Zeit 30.01.2026
15:11 Uhr

Hamburg: Mordkommission ermittelt nach möglichem Tötungsdelikt an U-Bahnstation


An der Hamburger U-Bahnstation Wandsbek-Markt soll eine Person eine andere mit vor eine einfahrende U-Bahn gerissen haben. Beide wurden getötet.

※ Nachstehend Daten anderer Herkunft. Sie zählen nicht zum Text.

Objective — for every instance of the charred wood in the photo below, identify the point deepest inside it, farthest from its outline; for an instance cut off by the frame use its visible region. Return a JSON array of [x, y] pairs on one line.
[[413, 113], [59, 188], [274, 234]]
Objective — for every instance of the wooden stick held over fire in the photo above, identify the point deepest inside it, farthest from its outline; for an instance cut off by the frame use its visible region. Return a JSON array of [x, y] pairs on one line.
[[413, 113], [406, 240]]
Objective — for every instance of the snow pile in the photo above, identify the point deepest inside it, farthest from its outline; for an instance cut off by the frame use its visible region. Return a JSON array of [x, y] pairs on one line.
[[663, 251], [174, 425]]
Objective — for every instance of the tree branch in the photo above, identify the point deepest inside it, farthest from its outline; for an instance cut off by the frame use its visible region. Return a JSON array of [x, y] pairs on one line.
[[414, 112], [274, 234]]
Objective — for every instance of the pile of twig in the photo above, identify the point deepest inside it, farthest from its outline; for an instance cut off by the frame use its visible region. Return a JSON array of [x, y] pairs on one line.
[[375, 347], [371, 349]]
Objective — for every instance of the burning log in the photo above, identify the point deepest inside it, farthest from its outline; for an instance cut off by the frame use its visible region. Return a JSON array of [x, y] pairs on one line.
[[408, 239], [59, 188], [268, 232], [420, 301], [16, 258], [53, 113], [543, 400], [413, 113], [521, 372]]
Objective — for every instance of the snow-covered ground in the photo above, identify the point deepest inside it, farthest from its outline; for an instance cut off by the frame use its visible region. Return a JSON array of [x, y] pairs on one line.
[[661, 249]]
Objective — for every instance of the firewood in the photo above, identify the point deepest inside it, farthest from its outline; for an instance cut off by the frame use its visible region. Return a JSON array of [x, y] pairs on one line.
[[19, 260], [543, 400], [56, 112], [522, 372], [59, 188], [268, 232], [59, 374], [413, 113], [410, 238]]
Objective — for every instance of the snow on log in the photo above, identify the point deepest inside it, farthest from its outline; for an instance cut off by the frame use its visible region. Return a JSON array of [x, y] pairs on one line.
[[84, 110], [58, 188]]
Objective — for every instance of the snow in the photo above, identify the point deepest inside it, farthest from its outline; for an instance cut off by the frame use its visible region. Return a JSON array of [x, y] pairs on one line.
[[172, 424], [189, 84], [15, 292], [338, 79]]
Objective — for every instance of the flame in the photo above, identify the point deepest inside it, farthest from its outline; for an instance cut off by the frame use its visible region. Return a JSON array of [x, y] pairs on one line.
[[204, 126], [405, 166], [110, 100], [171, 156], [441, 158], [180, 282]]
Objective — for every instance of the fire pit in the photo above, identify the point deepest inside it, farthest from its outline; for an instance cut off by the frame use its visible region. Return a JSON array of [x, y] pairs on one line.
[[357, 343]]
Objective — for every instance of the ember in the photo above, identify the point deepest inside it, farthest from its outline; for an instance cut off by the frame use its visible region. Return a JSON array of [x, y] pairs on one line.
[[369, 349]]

Hamburg: Mordkommission ermittelt nach möglichem Tötungsdelikt an U-Bahnstation
In Hamburg ermittelt eine Mordkommission zum Tod zweier Menschen in einer U-Bahnstation. Es bestehe der Verdacht eines Tötungsdeliktes, sagte ein Sprecher der Polizei. Nach ersten Erkenntnissen hätten sich beide Personen am Donnerstagabend unabhängig voneinander auf dem Bahnsteig der Haltestelle Wandsbek-Markt aufgehalten. Dann habe eine Person die andere gegriffen und sich mit ihr vor die einfahrende U-Bahn gestürzt. Bei dem mutmaßlichen Täter handelt es sich nach Angaben der Polizei um einen 25 Jahre alten Mann. Die Frau, die er unvermittelt mit in das Gleisbett gerissen haben soll, war demnach 18 Jahre alt. Die Polizei teilte am Freitagnachmittag auf Nachfrage der ZEIT mit, es lägen "keine Erkenntnisse zu einer etwaigen Vorbeziehung der Beteiligten vor". Ob der Mann psychisch auffällig oder bereits straffällig geworden war, ist demnach noch unklar. Ehrenamtliche Mitarbeiter des Kriseninterventionsteams beim Deutschen Roten Kreuz betreuen Zeugen und Angehörige nach der mutmaßlichen Tat. Nach dem Vorfall waren in der Nacht viele Rettungskräfte und Polizeibeamte in und vor der U-Bahnstation unterwegs. Polizisten sicherten die Eingänge ab, damit keine Unbefugten die Station betreten. Der Verkehr der U1 zwischen den Haltestellen Wartenau und Wandsbek-Gartenstadt war nach Angaben der Hamburger Hochbahn zeitweise unterbrochen. Inzwischen fährt die Linie wieder planmäßig.